Lorenzo Saunders, Letter to Thomas Gregg, 28 January 1885
, Charles A. Shook, The True Origin of the Book of Mormon (Cincinnati, Ohio: Standard Publishing Co., 1914, p. 132-33). Cited in: Dan Vogel, ed., Early Mormon Documents, 3 vols. (Salt Lake City: Signature Books, 1996-2000, 3:177-79.***
 
They were mormons whyme. The original, who built it all, on lies, and lied to their last day.
Jacob was an exmormo and never denied his testimony:

Even though Jacob severed his relationship with the Church, he never denied his experience with the gold plates and the Book of Mormon. In 1888, John C. Whitmer, Jacob’s son, recalled his father’s last words about his part as a witness. This is what he said, “My father (Jacob Whitmer) was always faithful and true to his testimony in regard to the Book of Mormon, and confirmed it on his deathbed.”

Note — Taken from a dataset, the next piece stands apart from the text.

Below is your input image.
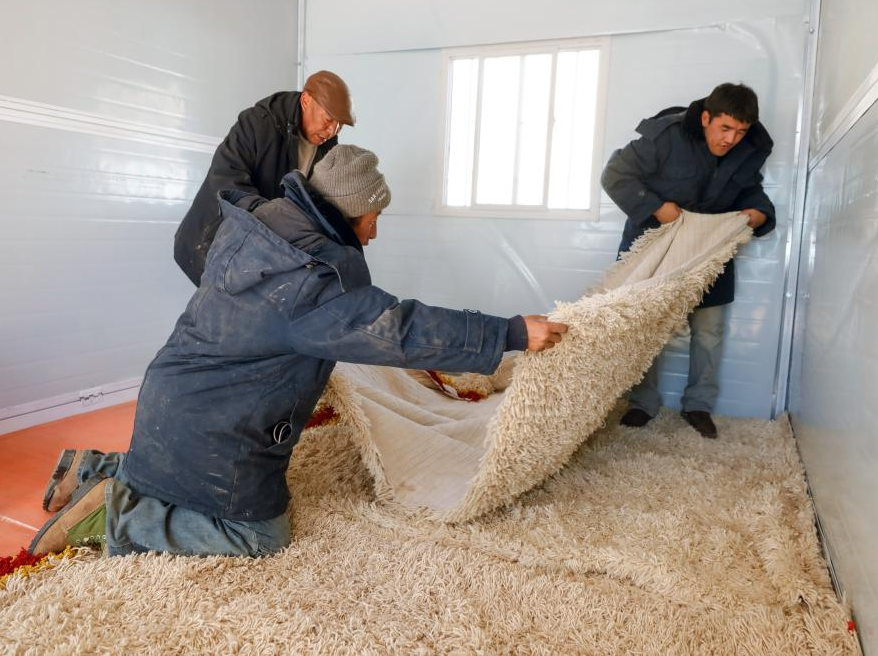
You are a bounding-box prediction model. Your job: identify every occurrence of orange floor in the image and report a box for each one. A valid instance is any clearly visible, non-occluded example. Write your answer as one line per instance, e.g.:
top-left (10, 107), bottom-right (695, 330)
top-left (0, 401), bottom-right (135, 556)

If I were about to die, and I was about to go meet God, the last thing I would want is to keep a lie going. I would want to clear my conscience as fast as I could. He had every opportunity and every reason to do it. He had nothing to gain by keeping the story going, and nothing to lose by going public with a recantation of his testimony. The fact is that he never recanted, even on his death bed, because he knew what he had witnessed and signed his name too was true.

However this is not the point. MelanieAnn said that no witness saw the book of mormon. I refuted her claim. See the point? Now of course, I wonder how many exmormons like yourself have never denied their testimony on this forum.
 
Of course not whyme, they lied, do you think they are going to tell you they lied?
 
…Hiram Page did in fact see, touch, and lift the plates.
To the best of my knowledge, Page never made a claim to have personally seen, touched, and lifted the plates; and certainly, those who did make such a claim, pointed out that the plates were “wrapped in a tow frock” during the entirety of the ‘viewing’ of them.

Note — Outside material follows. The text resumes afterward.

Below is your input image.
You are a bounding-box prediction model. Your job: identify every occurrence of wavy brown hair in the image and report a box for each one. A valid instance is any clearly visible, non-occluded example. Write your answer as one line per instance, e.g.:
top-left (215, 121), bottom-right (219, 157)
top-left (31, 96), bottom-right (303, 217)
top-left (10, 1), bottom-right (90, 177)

Rather, like many of the other ‘witnesses’ such as Harris and Cowdery, Page alluded to a spiritual experience which confirmed in him the legitimacy of Smith’s claims in one way or another. Perhaps you would be so kind as to correct my erroneous knowledge of this matter?
 
it’s funny that the LDS don’t see anything wrong with most of the Witnesses leaving the LDS Church or were excommunicated, and that the only ones that remained in the “True Church” were Smith Sr., Hyrum, and Samuel, aka his father and two brothers. All of the Three Witnesses, referred to in the Book of Mormon and D&C, to whom “all things were revealed”, left the church.

hmm…
 
oh and the LDS Church isn’t unique with having Plates revealed to a “prophet” with witnesses.
 
Hm? What are you referring to?
The Strangite Church of Jesus Christ of Latter day Saints. James Strang was one of the people up for succession of Joseph Smith as Prophet. He too claimed to receive Plates after being directed by an angel, incuding the Voree Plates and the Plates of Laban. Interestingly, both Smith and Strang had many of their witnesses defect in some manner, with many of Smith’s witnesses leaving his church or being excommunicated, and many of Strang’s witnesses denying his Plates and leaving his church.

strangite.org/Welcome.htm
 
Here is something else that was said by Whitmer in his “An Address to All Believers in Christ”. LDS like to say that Whitmer maintained his testimony of the Book of Mormon until the end of his life, which he did. Here is another heavenly revelation received by Whitmer, after he was excommunicated:

“If you believe my testimony to the Book of Mormon; if you believe that God spake to us three witnesses by his own voice, then I tell you that in June, 1838, God spake to me again by his own voice from the heavens, and told me to “separate myself from among the Latter Day Saints, for as they sought to do unto me, should it be done unto them.” In the spring of 1838, the heads of the church and many of the members had gone deep into error and blindness.”

Seems like God wasn’t pleased with the true Church…Whitmer then founded his own version of the LDS religion, the Church of Christ (Whitmerite).